India woke up to a financial jolt this morning as its equity markets suffered their steepest fall in nearly a year, shaken by the ripple effects of US President Donald Trump’s aggressive new tariff regime. The Sensex plunged over 3,900 points at opening bell, while the Nifty tumbled more than 1,100 points, dragging Indian stocks to a 10-month low.


This sharp decline follows a global equity rout triggered by Trump's protectionist measures, which have sent panic waves across Asia and raised the spectre of a global recession. Investors dumped shares in a massive sell-off, with Indian benchmarks reacting sharply in early trade. The Sensex dropped to 71,425.01 — down 3,939.68 points — while Nifty slipped to 21,743.65, marking a 3.5% slide from the last session.


Adding to the pressure, the Indian rupee depreciated 30 paise to open at 85.74 against the US dollar.


India Among the Hardest Hit

Trump’s latest tariff hike — framed as a push to restore fairness to global trade — has imposed country-specific duties that go as high as 50%. India has been slapped with a 26% tariff, while a 10% baseline duty applies to all nations. This has set alarm bells ringing among Indian exporters and traders already struggling with global demand volatility.


President Trump, unfazed by the financial carnage, likened the move to a bitter but necessary cure. “Sometimes you need the medicine to fix something,” he told reporters earlier today.


Analysts Urge Economic Safeguards

Market experts believe that India's current market turmoil isn't rooted in domestic issues but is rather a consequence of being tightly woven into global investment flows.


“India will face the heat, not due to domestic reasons, but as an interlinked chain in the global portfolio flows,” said Ajay Bagga, a noted market expert. “India will need a fiscal, monetary, and reform package to protect the domestic economy from this global economic winter that is threatening to settle in.”

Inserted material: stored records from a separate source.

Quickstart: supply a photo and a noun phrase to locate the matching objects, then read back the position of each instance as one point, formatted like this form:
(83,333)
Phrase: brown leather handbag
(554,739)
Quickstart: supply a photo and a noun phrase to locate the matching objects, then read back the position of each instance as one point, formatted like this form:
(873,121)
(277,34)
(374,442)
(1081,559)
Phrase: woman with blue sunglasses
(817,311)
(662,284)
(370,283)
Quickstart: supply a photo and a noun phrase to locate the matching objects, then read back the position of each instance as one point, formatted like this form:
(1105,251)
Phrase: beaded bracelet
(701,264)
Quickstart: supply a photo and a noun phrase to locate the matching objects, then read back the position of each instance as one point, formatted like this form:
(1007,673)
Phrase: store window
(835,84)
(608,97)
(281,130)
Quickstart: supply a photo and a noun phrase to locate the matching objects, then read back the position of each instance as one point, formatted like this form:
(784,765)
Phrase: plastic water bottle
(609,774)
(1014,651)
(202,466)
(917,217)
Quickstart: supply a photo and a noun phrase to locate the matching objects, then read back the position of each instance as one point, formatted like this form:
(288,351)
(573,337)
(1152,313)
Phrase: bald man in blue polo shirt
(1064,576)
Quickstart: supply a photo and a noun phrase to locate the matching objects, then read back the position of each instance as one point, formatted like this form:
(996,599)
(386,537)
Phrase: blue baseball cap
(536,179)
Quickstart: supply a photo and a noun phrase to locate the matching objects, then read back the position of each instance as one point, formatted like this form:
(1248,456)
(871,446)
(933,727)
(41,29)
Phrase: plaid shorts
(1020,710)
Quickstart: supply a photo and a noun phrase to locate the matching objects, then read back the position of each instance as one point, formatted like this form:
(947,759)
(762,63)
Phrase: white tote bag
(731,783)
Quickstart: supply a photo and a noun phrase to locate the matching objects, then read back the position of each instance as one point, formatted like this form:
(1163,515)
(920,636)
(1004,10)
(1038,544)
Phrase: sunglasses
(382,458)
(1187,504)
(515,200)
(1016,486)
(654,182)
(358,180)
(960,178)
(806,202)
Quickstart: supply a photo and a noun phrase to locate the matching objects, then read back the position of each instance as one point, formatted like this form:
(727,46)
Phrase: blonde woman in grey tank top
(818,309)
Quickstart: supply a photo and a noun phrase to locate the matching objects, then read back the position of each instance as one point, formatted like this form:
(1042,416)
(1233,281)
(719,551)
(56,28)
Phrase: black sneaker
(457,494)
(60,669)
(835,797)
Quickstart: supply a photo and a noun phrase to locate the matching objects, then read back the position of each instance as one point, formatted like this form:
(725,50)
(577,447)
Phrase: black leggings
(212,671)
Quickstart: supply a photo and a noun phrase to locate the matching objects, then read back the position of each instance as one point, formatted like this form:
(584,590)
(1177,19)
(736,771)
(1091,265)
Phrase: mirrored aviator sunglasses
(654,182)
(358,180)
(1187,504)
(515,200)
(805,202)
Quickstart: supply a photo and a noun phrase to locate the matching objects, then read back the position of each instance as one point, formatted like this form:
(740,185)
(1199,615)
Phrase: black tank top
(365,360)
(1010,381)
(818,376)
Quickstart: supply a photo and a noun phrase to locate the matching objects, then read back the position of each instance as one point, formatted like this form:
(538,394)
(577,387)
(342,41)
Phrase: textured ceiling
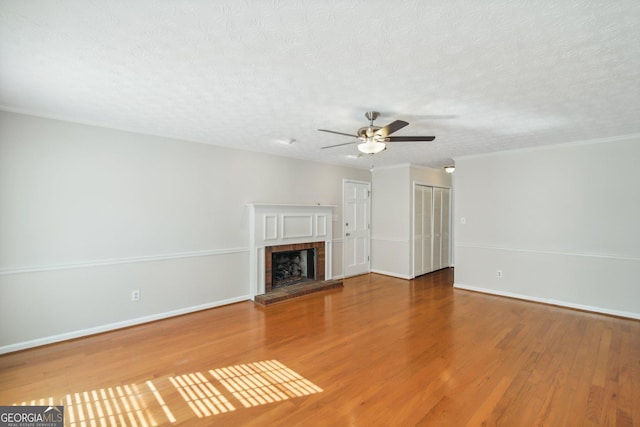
(479,75)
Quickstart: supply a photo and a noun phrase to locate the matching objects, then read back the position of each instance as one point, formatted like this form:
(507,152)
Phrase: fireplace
(276,228)
(291,264)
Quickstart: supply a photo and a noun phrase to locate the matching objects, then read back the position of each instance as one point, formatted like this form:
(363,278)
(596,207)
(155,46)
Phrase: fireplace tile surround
(270,250)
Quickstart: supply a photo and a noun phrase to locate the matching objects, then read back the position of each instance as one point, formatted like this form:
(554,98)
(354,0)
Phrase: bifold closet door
(422,239)
(441,225)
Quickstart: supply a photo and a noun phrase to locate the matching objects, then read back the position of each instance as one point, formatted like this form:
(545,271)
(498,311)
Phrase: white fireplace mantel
(279,224)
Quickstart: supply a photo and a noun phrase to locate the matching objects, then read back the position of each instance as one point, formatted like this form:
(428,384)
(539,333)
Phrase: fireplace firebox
(288,265)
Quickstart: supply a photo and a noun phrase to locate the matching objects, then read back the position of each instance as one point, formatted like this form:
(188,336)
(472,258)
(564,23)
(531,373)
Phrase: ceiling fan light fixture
(371,147)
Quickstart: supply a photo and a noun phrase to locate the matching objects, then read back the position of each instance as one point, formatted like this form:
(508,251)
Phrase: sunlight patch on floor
(250,384)
(265,382)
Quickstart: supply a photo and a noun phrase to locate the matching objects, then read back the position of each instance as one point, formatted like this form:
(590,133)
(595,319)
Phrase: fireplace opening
(293,267)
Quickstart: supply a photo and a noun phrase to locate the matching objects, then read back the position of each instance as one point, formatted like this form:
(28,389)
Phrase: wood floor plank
(380,351)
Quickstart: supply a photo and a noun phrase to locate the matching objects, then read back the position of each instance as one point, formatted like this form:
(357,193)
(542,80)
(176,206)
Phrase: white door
(357,207)
(422,226)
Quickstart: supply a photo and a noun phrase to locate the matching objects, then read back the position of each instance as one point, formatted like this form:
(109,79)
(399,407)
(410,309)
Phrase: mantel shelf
(299,205)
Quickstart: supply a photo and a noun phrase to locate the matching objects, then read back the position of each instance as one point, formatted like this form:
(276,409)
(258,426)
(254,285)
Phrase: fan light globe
(371,147)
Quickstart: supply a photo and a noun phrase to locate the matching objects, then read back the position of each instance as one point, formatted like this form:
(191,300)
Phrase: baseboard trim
(549,301)
(388,273)
(117,325)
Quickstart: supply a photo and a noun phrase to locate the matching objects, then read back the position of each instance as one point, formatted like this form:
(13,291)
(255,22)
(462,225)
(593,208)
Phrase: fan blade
(338,133)
(391,127)
(410,138)
(339,145)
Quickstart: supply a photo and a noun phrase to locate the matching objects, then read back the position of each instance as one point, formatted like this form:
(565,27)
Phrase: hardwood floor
(380,351)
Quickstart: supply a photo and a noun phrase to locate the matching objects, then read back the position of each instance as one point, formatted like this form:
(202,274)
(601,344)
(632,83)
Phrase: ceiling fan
(372,139)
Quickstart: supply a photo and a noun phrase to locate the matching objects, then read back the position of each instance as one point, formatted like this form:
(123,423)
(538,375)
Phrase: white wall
(88,214)
(391,215)
(560,222)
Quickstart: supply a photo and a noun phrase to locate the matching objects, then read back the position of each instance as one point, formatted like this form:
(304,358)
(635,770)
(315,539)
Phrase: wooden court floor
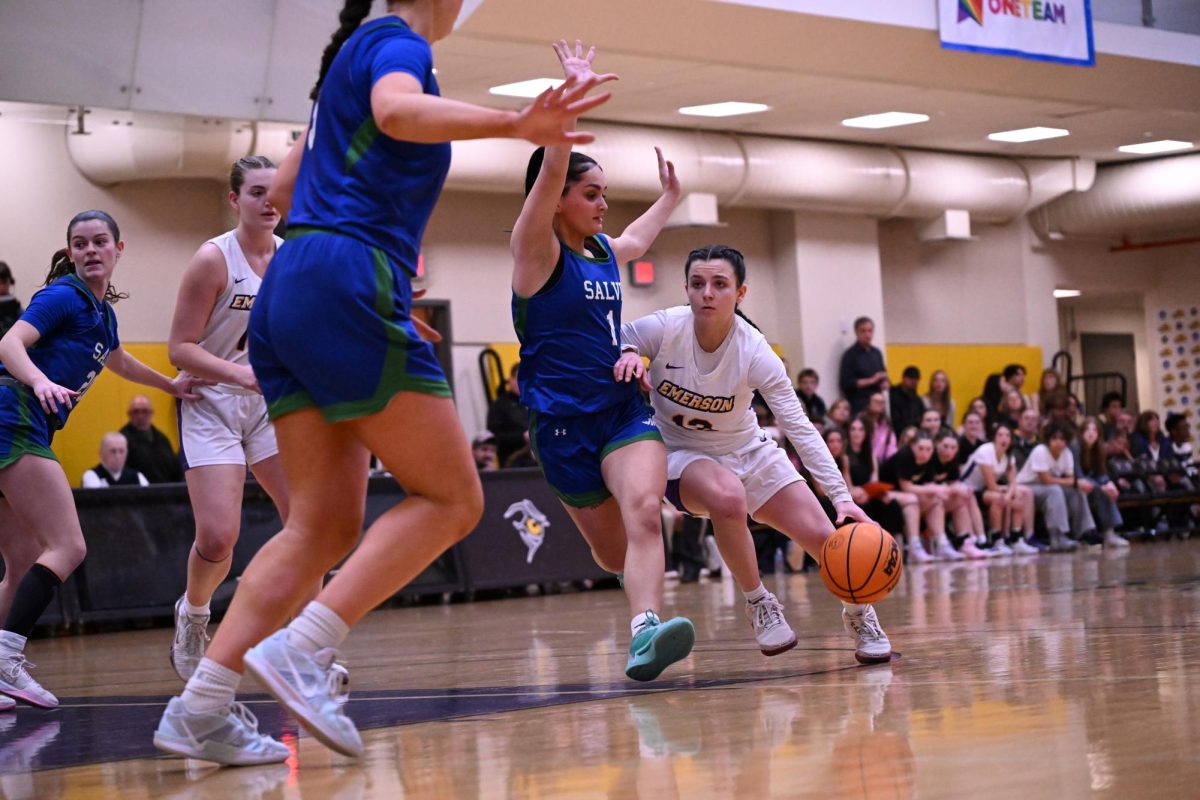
(1054,677)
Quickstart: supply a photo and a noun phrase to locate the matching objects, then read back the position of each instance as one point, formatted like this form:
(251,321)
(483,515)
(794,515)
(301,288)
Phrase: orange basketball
(861,563)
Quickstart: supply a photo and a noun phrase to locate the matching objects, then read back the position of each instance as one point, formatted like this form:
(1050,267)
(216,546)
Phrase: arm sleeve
(767,374)
(401,54)
(646,334)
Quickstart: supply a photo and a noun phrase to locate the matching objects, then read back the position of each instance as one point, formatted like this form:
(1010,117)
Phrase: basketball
(861,563)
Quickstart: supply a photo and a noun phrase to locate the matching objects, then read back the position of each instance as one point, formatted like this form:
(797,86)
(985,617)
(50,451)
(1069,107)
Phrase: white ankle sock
(317,627)
(755,595)
(211,687)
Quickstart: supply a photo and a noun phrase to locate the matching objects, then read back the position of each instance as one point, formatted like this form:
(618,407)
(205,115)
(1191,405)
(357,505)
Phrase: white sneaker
(771,630)
(1021,547)
(229,737)
(1113,539)
(191,641)
(18,684)
(917,553)
(303,684)
(946,552)
(873,642)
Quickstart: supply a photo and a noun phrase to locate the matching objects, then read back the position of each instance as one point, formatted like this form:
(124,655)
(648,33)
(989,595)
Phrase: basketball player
(706,364)
(227,428)
(594,438)
(48,359)
(346,374)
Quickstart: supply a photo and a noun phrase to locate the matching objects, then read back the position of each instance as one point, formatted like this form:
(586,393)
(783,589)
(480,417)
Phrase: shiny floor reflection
(1057,677)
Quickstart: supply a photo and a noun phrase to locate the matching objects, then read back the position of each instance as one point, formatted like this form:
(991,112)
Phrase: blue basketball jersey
(77,334)
(353,178)
(568,335)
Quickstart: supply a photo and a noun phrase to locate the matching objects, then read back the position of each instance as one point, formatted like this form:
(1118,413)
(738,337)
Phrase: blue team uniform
(77,334)
(579,413)
(331,326)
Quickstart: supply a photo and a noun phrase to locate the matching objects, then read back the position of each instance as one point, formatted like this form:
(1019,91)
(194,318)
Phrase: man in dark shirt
(807,390)
(150,451)
(905,402)
(862,371)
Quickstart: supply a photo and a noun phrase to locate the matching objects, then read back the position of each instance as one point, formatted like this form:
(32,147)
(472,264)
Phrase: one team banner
(1045,30)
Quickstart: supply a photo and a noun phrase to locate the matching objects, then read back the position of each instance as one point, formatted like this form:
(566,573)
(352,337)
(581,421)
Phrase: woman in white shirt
(706,364)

Sunil Gurjar, SEBI-registered research analyst, warned that the Nifty50 index has breached its first support level and is approaching the next. "A further breakdown could worsen the trend and accelerate the fall," he cautioned.


Asian Markets Bleed

The tremors from Trump's announcement were first felt in Asia, with key markets suffering steep losses. China's stock markets fell over 4% amid retaliatory tariffs of 34% against the US. Hong Kong's Hang Seng nosedived more than 10%, while Japan’s Nikkei index fell 6.5% after plunging 8% earlier in the day. Taiwan saw a near-10% collapse, and Singapore dropped over 8%.


Wall Street Braces for Impact

US markets, though yet to open, appear set for a rough start. Futures contracts on the New York Stock Exchange are sharply down, suggesting heavy losses once trading resumes.


Market sentiment globally has turned bearish, with fears of a looming recession taking hold. Stephen Innes of SPI Asset Management described the scene as “free-fall mode,” noting, “Trump’s team isn’t blinking. The tariffs are being treated as a victory lap, not a bargaining chip.”